Ok, I have rather simple requirements.
I need to store AAA details for multiple users and services in a single
place. Since many applications directly support getting user data from
LDAP, I'll go along with that. now both cyrus and OpenLDAP use SASL.
What I would like to do is get cyrus to use OpenLDAP, like all my other
applications. I would prefer not to have to do this through PAM, snice
it involves running running a process as root. SASL supports my
requirements of having encrypted passwords.
However, cyrus does not make it easy for me to use ldap directly. I
need to use an external process to do this. Also, even if I choose to
use an external process, cyrus makes it pretty hard.

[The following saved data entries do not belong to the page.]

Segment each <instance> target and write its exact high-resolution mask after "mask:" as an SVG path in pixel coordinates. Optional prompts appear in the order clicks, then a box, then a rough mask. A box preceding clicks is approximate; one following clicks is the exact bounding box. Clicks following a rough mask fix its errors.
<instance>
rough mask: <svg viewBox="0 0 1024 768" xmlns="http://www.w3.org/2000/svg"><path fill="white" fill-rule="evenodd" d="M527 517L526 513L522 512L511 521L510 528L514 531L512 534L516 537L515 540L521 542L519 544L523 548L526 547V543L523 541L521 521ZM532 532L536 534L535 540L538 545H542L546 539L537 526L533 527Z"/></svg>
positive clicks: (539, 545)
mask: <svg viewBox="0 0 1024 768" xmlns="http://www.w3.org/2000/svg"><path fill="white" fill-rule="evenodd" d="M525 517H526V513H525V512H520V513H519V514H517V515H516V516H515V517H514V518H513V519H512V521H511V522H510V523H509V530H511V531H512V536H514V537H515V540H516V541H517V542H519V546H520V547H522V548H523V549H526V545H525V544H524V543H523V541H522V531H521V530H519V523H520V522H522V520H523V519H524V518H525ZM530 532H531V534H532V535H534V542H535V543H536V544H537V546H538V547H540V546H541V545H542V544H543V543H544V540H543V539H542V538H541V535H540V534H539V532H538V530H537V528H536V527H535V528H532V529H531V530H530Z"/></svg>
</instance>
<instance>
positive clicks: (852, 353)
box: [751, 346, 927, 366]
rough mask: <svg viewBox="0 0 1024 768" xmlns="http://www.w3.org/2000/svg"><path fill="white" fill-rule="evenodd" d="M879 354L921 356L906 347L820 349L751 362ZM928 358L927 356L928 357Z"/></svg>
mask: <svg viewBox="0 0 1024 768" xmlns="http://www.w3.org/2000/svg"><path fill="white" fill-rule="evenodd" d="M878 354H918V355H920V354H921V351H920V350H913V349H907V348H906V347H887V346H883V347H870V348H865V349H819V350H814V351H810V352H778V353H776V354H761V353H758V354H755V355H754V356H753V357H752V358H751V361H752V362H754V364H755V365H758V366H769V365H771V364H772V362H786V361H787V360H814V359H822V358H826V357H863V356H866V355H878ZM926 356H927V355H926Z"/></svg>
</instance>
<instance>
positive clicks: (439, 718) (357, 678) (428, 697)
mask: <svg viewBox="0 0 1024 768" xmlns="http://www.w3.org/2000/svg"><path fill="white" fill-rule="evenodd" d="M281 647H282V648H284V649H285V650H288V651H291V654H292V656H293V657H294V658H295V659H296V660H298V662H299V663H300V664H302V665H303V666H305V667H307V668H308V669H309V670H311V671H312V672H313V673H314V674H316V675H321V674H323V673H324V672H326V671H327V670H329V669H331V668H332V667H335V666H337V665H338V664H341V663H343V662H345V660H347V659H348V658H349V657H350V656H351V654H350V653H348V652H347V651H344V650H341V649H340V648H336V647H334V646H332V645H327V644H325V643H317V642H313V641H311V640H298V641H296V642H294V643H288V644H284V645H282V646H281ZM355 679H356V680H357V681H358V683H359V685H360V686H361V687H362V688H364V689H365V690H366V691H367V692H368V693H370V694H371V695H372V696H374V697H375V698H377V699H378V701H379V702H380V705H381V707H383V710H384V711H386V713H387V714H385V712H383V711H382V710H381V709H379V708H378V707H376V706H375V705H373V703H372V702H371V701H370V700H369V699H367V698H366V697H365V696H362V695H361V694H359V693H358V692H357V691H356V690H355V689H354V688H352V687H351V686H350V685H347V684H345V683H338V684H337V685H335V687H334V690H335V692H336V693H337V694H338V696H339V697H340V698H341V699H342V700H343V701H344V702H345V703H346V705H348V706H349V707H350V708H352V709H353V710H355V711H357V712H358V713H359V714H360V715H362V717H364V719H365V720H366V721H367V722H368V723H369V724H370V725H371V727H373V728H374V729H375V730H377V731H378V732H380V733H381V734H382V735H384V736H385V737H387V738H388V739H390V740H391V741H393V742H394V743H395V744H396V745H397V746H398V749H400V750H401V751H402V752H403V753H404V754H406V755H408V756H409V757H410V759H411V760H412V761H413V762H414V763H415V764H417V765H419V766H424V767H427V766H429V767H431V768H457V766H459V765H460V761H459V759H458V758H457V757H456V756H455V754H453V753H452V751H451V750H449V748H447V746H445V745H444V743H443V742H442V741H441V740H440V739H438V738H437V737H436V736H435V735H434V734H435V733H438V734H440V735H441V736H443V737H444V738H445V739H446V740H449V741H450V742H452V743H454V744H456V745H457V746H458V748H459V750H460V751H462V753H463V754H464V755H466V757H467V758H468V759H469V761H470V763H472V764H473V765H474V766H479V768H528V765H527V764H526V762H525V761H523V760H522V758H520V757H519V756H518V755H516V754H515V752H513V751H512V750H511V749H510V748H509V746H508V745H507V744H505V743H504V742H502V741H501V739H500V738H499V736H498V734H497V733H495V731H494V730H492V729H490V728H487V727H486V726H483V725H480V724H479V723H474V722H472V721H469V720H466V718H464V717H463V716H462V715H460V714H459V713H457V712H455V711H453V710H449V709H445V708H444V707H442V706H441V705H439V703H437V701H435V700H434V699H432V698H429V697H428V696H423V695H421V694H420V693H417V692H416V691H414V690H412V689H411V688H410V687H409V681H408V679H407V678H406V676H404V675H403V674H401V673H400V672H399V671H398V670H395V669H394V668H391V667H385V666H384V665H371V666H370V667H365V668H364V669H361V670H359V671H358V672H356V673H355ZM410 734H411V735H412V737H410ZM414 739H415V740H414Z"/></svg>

I don't think that the complaints are about cyrus SASL, or SASL
support in cyrus. They are about the implementation of SASL support in
cyrus, which assumes that sasldb will be used, and usernames will
reside on the same machine as cyrus.
<snip>
> Anyway, SASL is a very good ad interim solution. Just try to write
> a SASL application to understand how useful it can be to you.
Just one point. My SASL database does *NOT* reside on the same machine
as cyrus-imap. I see no reason to expose user data directly to the
internet. This is a big flaw in SASL from my POV, it is not a server
(It was never supposed to be one, so I would consider this a design
flaw, at most).
Does this make some sense? Essentially, I'm trying to store user data
at a single point. This includes passwords. Now I have services running
on other machines, which need to access this data. LDAP provides a
convenient API for this, SASL doesn't. Consider LDAP as a means of
accessing SASL on a remote machine. Now can we please get good support
for multiple authentication methods into imapd?
Devdas Bhagat
--
Bowie's Theorem:
If an experiment works, you must be using the wrong equipment.